Desengañados de no encontrar más oro, dijo Orozco a guilarte:
---Te voy a proponer un negocio. Juguemos a los dados este hallazgo y a quien Dios se lo de, San Pedro se lo bendiga. Si tú te lo ganas, puedes ya retirarte a España. Si me lo gano yo, me voy de soleta a Sevilla. El que se queda en Caparra se encarga de la encomienda de su compañero y la explota en sociedad.
---Bueno, contestó Guilarte. ¿Y los dados?
---Aquí los tengo, replicó Orozco.
---Pues, ¡échalos!
La suerte favoreció a Orozco. Y Guilarte lo felicitó con sinceridad, añadiendo:
---Se han cumplido tus deseos. Vámonos para arriba.
---Sube tú primero, yo iré después con la piedra.
Guilarte echó mano a la escalera, y trepó ágilmente por ella.
Cuando llegó arriba se sentó al borde del avismo a esperar a su amigo. Orozco subió bien hasta la mitad de la escalera, pero se rompió un escalón y estuvo a punto de caer, pues tenía la mano izquierda embargada con la piedra aurífera. Gritó a Guilarte y éste le contestó:
---¿Qué hago?
---Tira de la escala para que me ayudes a ascender o tengo que soltar la piedra. ¡Pronto! ¡pronto!
Guilarte que era un hombre de muchas fuerzas, se acercó al cedro y empezó a halar de la escala con precipitación. De repente rodó por tierra. La escala hecha de fibras verdes de majagua a pesar de estar reforzada con bejucos, también verdes, no pudo resistir el rose áspero de la peña y súbitamente se rompió. El infeliz Orozco cayó en la hondonada desde una gran altura y aunque la maleza amortiguó el golpe, quedó medio muerto en el césped del bosque. Imposible le fue a Guilarte poderlo socorrer, y desalentado regresó al campamento de Mabiya, caminando día y noche.
IV
Con la ayuda de buenos indios prácticos, y fuertes escalas volvió Guilarte, diligente, al socorro de su infortunado amigo. Cuando llegó a su lado estaba aun vivo, abrazado a aquella fatídica piedra que le costaba la vida. Lo primero que pidió fue agua. No había podido moverse de donde había caido porque tenía rotas las dos piernas. Después que satisfizo la sed, llamó a Guilarte y le dijo:
---¡Voy a morir! ¡Oyeme! Tu descubristes el grano de oro y yo te quité tu parte usando dados falsos. Dios me ha castigado. ¡Perdóname!...

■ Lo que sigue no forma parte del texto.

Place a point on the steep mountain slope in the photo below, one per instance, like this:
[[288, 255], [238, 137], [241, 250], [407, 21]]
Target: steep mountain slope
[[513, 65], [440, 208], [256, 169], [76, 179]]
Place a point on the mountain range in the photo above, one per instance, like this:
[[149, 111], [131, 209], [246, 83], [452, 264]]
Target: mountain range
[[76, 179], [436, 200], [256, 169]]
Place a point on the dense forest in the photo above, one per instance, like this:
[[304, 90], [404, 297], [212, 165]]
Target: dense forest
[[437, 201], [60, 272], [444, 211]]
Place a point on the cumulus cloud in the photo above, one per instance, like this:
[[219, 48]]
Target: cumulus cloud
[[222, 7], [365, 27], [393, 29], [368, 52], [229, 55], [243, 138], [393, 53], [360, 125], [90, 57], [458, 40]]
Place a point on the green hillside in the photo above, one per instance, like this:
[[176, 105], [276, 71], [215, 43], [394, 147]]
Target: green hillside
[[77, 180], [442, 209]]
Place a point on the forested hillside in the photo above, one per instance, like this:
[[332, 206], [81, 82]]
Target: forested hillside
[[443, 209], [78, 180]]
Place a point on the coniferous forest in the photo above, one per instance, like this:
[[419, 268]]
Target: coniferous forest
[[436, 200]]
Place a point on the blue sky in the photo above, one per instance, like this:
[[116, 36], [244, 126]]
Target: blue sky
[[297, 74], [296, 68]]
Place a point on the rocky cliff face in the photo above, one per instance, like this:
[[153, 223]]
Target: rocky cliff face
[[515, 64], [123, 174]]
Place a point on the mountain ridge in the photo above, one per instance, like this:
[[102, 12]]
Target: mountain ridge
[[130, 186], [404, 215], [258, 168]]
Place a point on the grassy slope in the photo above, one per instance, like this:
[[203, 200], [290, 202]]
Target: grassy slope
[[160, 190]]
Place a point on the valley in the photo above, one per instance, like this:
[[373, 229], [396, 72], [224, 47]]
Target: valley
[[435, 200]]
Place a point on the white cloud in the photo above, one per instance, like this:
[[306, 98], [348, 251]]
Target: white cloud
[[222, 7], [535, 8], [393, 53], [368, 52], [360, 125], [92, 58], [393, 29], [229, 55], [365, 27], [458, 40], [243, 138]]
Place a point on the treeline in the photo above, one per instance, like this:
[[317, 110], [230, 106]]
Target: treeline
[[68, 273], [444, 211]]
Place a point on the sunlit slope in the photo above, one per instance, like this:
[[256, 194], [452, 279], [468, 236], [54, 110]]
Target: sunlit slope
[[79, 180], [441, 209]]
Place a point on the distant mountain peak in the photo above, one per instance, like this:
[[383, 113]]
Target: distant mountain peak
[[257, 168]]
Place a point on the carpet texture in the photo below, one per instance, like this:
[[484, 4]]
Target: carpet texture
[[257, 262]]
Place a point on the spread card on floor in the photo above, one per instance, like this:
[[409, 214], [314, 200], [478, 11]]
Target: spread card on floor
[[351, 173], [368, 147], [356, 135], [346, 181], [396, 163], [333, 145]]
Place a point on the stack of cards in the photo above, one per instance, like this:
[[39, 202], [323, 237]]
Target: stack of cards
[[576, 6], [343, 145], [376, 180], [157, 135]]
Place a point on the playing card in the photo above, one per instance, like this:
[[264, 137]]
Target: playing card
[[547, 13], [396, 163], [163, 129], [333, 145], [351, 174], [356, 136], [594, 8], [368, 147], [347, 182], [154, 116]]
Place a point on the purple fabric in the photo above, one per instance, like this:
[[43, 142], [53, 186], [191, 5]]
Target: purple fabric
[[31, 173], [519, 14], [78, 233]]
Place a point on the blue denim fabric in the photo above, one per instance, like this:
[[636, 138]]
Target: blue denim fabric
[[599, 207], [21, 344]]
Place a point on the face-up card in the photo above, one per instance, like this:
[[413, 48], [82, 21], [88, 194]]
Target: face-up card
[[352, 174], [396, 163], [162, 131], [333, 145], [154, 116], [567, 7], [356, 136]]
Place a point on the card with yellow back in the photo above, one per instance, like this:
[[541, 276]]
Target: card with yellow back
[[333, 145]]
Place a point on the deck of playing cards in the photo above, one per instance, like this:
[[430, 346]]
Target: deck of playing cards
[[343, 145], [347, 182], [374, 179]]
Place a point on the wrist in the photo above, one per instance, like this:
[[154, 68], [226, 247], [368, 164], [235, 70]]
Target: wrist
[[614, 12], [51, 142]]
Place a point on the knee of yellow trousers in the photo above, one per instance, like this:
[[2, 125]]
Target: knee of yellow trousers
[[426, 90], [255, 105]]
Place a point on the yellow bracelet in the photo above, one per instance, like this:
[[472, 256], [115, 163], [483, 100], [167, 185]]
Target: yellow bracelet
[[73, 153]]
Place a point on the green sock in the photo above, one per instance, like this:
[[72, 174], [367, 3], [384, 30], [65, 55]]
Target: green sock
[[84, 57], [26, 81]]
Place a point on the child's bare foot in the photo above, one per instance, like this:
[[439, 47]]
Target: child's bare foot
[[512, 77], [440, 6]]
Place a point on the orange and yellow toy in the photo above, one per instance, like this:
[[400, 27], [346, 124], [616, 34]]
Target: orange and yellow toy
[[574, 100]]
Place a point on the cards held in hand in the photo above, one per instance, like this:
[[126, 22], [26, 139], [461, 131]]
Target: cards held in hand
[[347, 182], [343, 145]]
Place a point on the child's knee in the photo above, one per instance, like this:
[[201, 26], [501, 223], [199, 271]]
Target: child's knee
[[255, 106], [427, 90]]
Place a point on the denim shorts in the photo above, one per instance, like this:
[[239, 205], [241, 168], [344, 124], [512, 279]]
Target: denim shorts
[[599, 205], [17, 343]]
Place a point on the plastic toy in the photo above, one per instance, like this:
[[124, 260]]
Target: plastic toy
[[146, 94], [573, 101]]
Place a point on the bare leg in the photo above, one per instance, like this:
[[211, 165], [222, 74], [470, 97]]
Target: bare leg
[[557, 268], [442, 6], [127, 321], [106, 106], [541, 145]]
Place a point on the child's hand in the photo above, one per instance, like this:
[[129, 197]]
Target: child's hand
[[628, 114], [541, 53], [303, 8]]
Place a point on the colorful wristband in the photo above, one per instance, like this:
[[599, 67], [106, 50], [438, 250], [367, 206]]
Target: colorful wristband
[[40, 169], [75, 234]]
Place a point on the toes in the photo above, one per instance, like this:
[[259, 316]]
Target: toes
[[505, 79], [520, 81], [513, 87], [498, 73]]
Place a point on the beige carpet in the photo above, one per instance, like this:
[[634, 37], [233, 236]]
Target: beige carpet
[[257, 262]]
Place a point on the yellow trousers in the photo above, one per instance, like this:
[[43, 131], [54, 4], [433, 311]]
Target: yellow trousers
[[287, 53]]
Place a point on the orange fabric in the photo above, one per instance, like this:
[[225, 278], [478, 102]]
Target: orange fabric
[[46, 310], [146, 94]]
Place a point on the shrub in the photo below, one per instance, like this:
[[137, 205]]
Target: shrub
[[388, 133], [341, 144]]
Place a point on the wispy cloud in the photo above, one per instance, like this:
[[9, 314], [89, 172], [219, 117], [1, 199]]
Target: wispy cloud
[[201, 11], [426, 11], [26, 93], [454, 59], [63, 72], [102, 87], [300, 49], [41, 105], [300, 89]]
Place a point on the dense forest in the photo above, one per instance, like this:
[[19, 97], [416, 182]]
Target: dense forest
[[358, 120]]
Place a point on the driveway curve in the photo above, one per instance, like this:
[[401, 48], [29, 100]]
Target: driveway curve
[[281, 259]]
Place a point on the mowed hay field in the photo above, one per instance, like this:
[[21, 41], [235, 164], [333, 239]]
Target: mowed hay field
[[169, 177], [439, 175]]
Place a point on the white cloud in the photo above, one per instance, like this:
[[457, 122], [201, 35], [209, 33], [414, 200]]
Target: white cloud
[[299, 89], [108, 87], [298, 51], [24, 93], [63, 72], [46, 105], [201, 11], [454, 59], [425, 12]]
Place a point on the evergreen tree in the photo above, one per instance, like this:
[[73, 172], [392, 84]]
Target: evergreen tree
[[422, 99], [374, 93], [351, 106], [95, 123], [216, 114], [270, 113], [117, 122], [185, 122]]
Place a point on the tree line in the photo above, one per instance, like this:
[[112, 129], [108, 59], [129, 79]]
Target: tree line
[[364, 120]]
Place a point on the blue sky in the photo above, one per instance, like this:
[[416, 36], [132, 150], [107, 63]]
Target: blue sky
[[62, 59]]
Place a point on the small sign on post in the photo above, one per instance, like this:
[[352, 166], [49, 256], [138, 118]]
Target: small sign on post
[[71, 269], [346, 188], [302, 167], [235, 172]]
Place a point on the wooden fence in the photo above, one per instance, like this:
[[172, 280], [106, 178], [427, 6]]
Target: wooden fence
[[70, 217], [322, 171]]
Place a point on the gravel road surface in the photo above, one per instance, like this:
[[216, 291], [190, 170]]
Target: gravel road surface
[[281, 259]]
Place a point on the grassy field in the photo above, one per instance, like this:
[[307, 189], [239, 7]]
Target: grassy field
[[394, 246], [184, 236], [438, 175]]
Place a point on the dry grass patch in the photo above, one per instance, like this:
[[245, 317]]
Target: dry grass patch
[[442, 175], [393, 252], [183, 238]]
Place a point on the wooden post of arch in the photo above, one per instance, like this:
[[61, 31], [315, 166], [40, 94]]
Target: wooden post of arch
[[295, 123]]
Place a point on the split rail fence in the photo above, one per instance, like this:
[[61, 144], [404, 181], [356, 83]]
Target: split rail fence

Y espiró. El pobre Orozco fue víctima de su ambición. Todas las pasiones son buenas, ha dicho un filósofo, mientras uno es dueña de ellas, y todas son malas cuando nos esclavisan. Conduciendo el cadáver al campamento de Mabiya se le dió cristiana sepultura. Sabido en Caparra lo ocurrido, los Oficiales Reales dieron cuenta al Rey, quién concedió a Guilarte todas aquellas tierras exploradas por él y su infiel y desgraciado amigo. También es verdad que el honrado y desprendido vasallo había regalado a la Catedral de Sevilla aquella enorme pepita de oro, por la cual Orozco, con el ansia de enriquecerse, había sido traidor a la amistad. Todavía en la cordillera central de la isla, hay una cumbre, denominada "La Sierra de Guilarte", que recuerda este trágico suceso.